I do believe it’s important to recognize a gift in a person, and I think it can be done in a less “elevated” way.  So when pastoral (and other) callings need to be communicated on paper and in voice, I think something like “Joe – Men’s pastor” suffices.  I cringe every time I hear someone call out “Hey Pastor John”…  Moreover, when a pastor refers to him/her self, then I really have to control my thoughts and love the Church.   I know that when the time comes and I am a pastor, I just want to just be called Travis, people will know without question who I am, not what I am.

Why Church?

Today’s Church is a whole lot of everything, but to many its a whole lot of nothing.  With all the differences between churches, and all the crap that goes on, it’s a wonder we have a Church at all.  When I say “Church” I mean the family of God that calls themselves Jesus followers.
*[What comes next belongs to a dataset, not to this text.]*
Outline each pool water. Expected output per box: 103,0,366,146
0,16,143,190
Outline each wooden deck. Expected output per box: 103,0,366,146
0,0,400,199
I believe in critical thinking, processing information in a holistic way, such as with peers, teachers, elders, and youth, getting other people’s perspectives.  It doesn’t mean we have to be in agreement, and it doesn’t mean we have to seek approval or confirmation from others – it does mean we need to have an honest assessment of our own thinking and how it may affect others, and for us followers, how it affects the Church.  We are all responsible for the state of the Church, when we decide to disconnect, slander, or be apathetic, we choose to allow poor behaviors to harm others – this is not love, this is not the greatest of the commandments that Jesus speaks about.  In fact, in my view, this is the complete opposite.

Lord,

I ask for your wisdom in living amongst your people, I get how to love you (or so I think I’m gaining in that area), yet I am grieved and disheartened by people, and to love on people who seem so bent on doing their own thing seems like a waste of time – and yet, I know I must continually act in Love and not on my own understanding.  So I ask for your heart, your words, and your love, for mine does not understand.  – In Jesus’ name, Amen.

Making my own religion…

I’ve come to a conclusion on something, I think a lot of Christians make up their own Christianity… it seems the basics of the Cross are always included, but that’s about where things end.  A lot of people don’t find value in meeting together anymore, they call “hanging” and “having a beer” as the fellowship… while I have really no problems with those activities, I don’t agree they are what the apostles did in Acts, or even most of the new testament.

There is a lot of value in meeting, talking, discussing with fellow believers.  While Church as we know has a lot of issues, it is what God has allowed to happen, therefore we need to both strive for new ways, and not forsake what God is doing.  We must allow ourselves to be challenged by others, and must love on others even when we are in disagreement with them.  Nowhere in scripture do we see permission to simply disconnect ourselves… yes we are given the choice, but we’re not really given permission, see the difference?

I could write a lot more, and I will.